Cuando voy de visita a algunos pueblos de nuestra geografía, y hablo con sus paisanos, no detecto que planteen necesidades caras ni insalvables. Necesitamos valorar la vida en el campo, asentar las poblaciones incorporando en ellas los elementos imprescindibles del progreso -relacionados, sobre todo, con las comunicaciones- y convencer a muchos jóvenes de la importancia de la filosofía, más que de la economía. En las ciudades Smart, la rehabilitación de edificios y la reurbanización de barrios es también una medida necesaria y saludable. La destrucción para volver a construir más sólido, mejor y más estético, es también un medio de avanzar.
En muchas ciudades alemanas, destruidas en la segunda guerra mundial (la primera no causó tanta ruina), han resurgido barrios “con aire antiguo” (Altstädte) que, en realidad, son nuevas casas y calles, más sólidas, con materiales mejores y buenos aislamientos, que se parecen mucho a los que había antes.

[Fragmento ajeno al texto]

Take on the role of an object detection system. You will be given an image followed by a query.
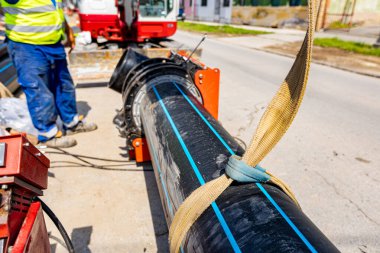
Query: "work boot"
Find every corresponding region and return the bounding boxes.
[66,120,98,135]
[40,131,77,148]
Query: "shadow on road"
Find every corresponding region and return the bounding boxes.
[49,226,93,253]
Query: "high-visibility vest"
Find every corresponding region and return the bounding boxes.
[0,0,65,45]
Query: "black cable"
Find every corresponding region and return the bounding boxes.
[45,148,135,163]
[34,197,75,253]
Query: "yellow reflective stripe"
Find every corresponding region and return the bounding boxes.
[5,24,62,33]
[3,4,56,15]
[5,10,64,26]
[1,0,54,9]
[6,30,63,45]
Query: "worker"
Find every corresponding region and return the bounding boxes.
[0,0,97,148]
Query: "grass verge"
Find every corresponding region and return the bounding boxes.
[314,38,380,57]
[177,22,269,35]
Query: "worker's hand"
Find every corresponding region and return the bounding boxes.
[65,22,75,49]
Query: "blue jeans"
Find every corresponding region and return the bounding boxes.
[7,39,78,141]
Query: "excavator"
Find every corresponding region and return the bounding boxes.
[78,0,178,43]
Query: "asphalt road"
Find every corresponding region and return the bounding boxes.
[173,32,380,252]
[43,32,380,253]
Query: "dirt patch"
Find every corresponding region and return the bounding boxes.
[263,42,380,78]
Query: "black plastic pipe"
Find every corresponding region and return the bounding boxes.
[140,80,338,252]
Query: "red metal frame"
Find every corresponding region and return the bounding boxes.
[79,13,177,42]
[0,134,50,189]
[0,134,50,252]
[12,202,50,253]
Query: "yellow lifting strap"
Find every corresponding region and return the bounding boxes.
[169,0,317,253]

Si se señalaran en el plano ciudadano los edificios que no conviene conservar -para, si hay oportunidad, generar en su solar otro de mayor valor estético y, sobre todo, energético y funcional- algo se habría avanzado. Ese plano debería tener otro, intocable, de aquellos edificios que conviene preservar: no porque estén catalogados en ninguna lista de Patrimonio Nacional o Local -muchos sirven para dar nombre de antigua potestad a una ruina-, sino porque forman parte del perfil y carácter que sus habitantes quieren para su ciudad.
Por cierto, ¿ha habido alguna encuesta sobre el valor que se da al perfil de Madrid, desde distintos puntos de vista?

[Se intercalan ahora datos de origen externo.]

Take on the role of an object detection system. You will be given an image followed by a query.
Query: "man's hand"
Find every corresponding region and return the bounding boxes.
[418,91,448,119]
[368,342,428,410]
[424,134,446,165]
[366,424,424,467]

En fin, la confección de un banco de datos extenso, dinámico, que vincule las variables de análisis con el territorio y la población, es una herramienta de trabajo imprescindible de un buen representante público. Si hasta ahora, pudiendo, no han sabido hacerlo, no deberían merecer confianza de que, de pronto, se caigan del caballo. Y si no estaban en el poder y pretender alcanzarlo, ya es hora de que nos indiquen por dónde van sus preocupaciones, mejor dicho, qué proponen para resolver las nuestras, las de todos y, en especial, las de la inmensa mayoría, que sigue siendo, en mi opinión, silenciosa.